Caret Recorder

You saw something on your screen an hour ago—a link, a snippet, a decision someone made in a call—and now you can’t find it. You know it happened. You just don’t know which of your thirty open apps it was in.

Most tools in this space take screenshots every few seconds and OCR them later. You get a searchable timeline of pixels. But pixels don’t know that you were in a code review, or that the Slack thread you were reading had three unread replies, or that the modal you dismissed had a specific error message. The visual record is lossy the moment you need to act on it.

Caret Recorder captures screen and system audio continuously in the background while a Swift sidecar traverses the accessibility tree of whatever app is in the foreground. Thirteen app-specific parsers (browser tabs, messaging threads, video calls, etc.) log what’s on screen semantically—not just visually. The result is video segments paired with a structured JSONL stream of what you were actually doing.

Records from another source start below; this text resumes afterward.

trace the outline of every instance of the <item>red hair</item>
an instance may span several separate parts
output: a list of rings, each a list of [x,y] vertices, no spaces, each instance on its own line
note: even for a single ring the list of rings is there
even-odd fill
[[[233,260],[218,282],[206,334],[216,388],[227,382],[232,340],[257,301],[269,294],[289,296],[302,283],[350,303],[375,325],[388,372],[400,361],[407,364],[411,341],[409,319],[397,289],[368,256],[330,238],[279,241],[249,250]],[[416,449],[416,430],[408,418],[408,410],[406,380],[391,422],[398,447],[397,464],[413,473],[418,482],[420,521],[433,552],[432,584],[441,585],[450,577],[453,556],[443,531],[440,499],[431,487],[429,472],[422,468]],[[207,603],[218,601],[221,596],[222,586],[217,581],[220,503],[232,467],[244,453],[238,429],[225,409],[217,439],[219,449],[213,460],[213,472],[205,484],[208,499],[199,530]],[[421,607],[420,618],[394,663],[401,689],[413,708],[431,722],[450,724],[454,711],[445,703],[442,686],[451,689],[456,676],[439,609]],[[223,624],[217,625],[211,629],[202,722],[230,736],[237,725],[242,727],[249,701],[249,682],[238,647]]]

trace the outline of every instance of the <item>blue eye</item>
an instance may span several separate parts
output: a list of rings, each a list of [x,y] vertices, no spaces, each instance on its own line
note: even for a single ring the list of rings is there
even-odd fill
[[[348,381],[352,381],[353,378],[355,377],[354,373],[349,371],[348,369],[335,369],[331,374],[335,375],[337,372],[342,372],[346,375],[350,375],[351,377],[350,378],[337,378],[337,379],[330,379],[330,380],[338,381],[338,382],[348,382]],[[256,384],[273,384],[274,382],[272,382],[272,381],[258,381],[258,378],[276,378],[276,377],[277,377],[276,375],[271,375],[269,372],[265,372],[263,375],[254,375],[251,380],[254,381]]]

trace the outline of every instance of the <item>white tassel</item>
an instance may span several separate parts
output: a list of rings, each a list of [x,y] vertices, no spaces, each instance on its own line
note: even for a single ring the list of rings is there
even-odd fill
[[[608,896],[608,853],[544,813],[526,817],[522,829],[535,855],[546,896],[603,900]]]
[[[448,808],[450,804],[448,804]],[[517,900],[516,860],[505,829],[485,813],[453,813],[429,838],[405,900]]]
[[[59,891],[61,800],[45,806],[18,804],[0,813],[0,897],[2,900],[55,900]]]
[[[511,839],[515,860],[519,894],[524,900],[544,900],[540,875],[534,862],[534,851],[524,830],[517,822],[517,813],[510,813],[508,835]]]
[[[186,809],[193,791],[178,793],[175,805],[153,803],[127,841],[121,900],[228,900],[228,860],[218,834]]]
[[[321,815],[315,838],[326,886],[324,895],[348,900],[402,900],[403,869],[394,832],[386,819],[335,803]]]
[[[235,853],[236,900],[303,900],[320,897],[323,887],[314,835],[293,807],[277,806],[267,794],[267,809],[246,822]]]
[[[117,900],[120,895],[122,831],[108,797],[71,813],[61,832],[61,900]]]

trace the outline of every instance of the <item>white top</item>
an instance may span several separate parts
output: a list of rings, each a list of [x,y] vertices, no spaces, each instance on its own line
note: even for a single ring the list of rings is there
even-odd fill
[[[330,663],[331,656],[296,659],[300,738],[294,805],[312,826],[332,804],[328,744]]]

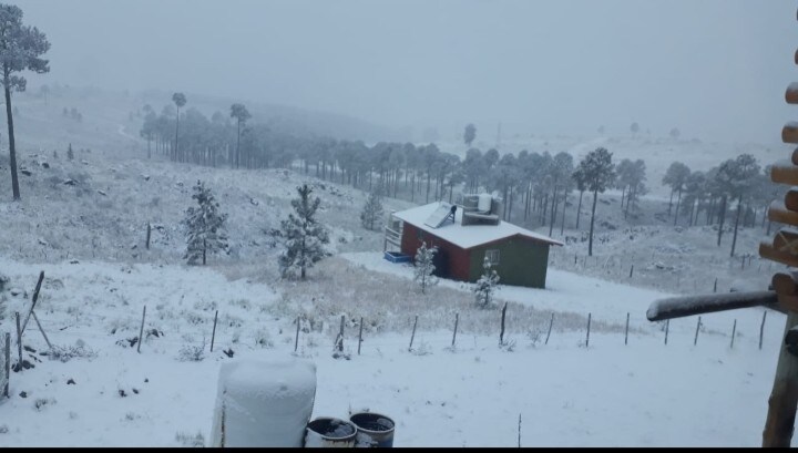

It lives in the macOS menu bar as a colored dot. Gray for idle, red for recording, green when publishing to a room over LiveKit. No dock icon, no visible window, no friction.

What’s next

The recorder produces a firehose—a11y snapshots on every app switch, every tab change, every modal. Capturing is the easy half. The hard half is making any of it retrievable without storing everything forever.

The plan is a companion agent that clears noise in layers before anything touches a model. First, structural dedup—a bloom filter variant checks whether an incoming a11y snapshot has been seen before and drops near-duplicates without storing the full history. Then diffing: if only the scroll position moved or a cursor blinked, collapse it. By the time a snapshot reaches inference, most of the firehose is already gone.

What survives goes to a cheap model (Gemini Flash) for triage. Each snapshot gets a quick ruling: novel enough to stash, or mundane? The model maintains a rolling context window—always warm, never full—with periodic partial compaction that merges related entries, demotes stale ones, and drops what no longer matters.

The key idea is modeling human forgetfulness. Recency, salience, emotional weight—things that broke, things that were surprising, things tied to open tasks persist longer. Routine fades. Summarization naturally compresses the mundane and preserves the unusual. The result is a memory you can query that feels like your own: imperfect, biased toward what mattered, and useful exactly because it forgot the rest.